A perusal of Mr George Gissing's volume By the Ionian Sea naturally suggests a comparison thereof with the chapters of Sensations d'Italie, which deal with Magna Graecia. Bourget's wanderings were considerably more widely extended and led him over more unfrequented and inaccessible ways than those attempted by Mr Gissing, whose travels, indeed, amounted to nothing more ambitious than a steamboat voyage from Naples to Paola, a rough drive to Cosenza, a pilgrimage to the legendary tomb of Alaric, a railway journey along the coast as far as Taranto and then back to Reggio, at the 'toe of the boot.' But, in spite of the more ambitious scale of M. Bourget's work-of the extraordinary interest clinging to places like Oria and Lucera (unvisited by Mr Gissing) with their memories of the splendid State maintained by Frederic II and ofhis Saracen hordes, of the opportunity thus given for copious and apposite literary illustration-it certainly does not surpass in charm the volume before us. We doubt, indeed, whether M. Bourget equals Mr Gissing in just appreciation of the episodes of travel, in comprehensive insight as to their attractions and in sympathetic delineation. Mr Gissing possesses that happily constituted nature which is stirred by impetuous desire to visit in the flesh those famous spots whose names are linked with romantic and momentous events in the world's history. Perhaps the wisest are those who carefully plan their voyage to this and that renowned city, and wait and wait till Anno Domini tells them their day for such expeditions is past. Whether

the more adventurous spirits who put their wishes into action choose the better part is a question which each one must answer according to his own temperament. In the final sentence of his book Mr Gissing sighs for a life in which he might 'wander endlessly amid the silence of the ancient world, to-day and all its sounds forgotten.' These words were written when his Calabrian wanderings were over, when he was once more in comparative comfort and civilization at Reggio, and they are almost certainly infected with the spirit of forgiveness ofpast discomforts which possesses us when we are happy in the consciousness that we have done with them for good and all, and shall behold their ugly faces no more.
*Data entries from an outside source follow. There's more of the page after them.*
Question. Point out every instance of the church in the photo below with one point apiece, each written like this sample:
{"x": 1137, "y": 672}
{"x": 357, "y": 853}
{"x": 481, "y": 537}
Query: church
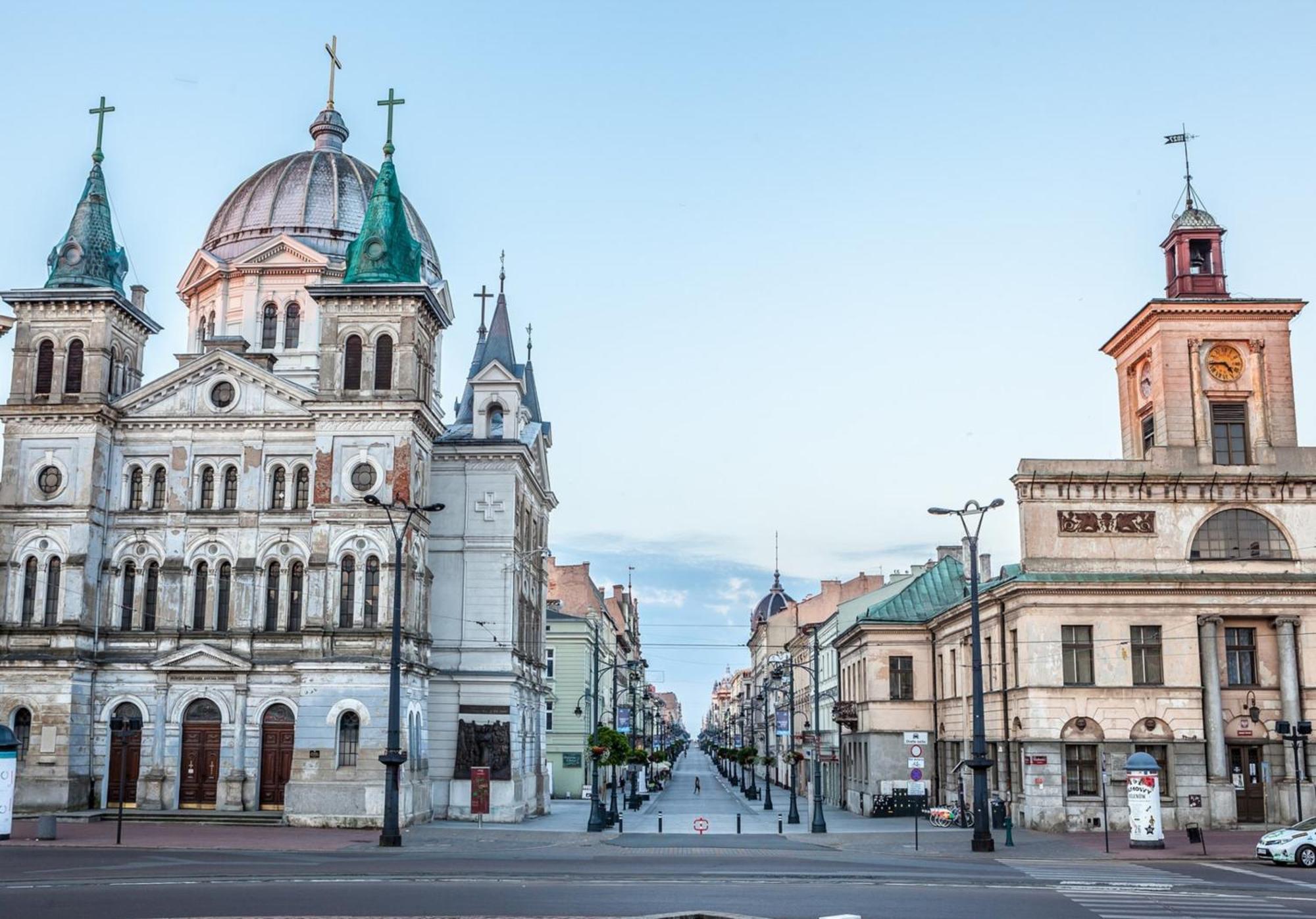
{"x": 206, "y": 552}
This, however, is a matter which concerns Mr Gissing himself; it was certainly a stroke of good luck for his readers that he did not listen to the gloomy vaticinations of his friends in Naples when he spoke of his journey to Calabria, or allow himself to be dissuaded therefrom. Every appreciative reader knows how to suffer with his author, to weep sympathetic tears over the troubles which beset travellers in the few by-ways now left in the world; and we, as we acknowledge Mr Gissing's vicarious sacrifice on behalf of arm-chair explorers, can assure him that the result achieved by him has not been purchased too dearly, even though the price paid included the horrors of the inn at Squillace and the attack of fever at Cotrone.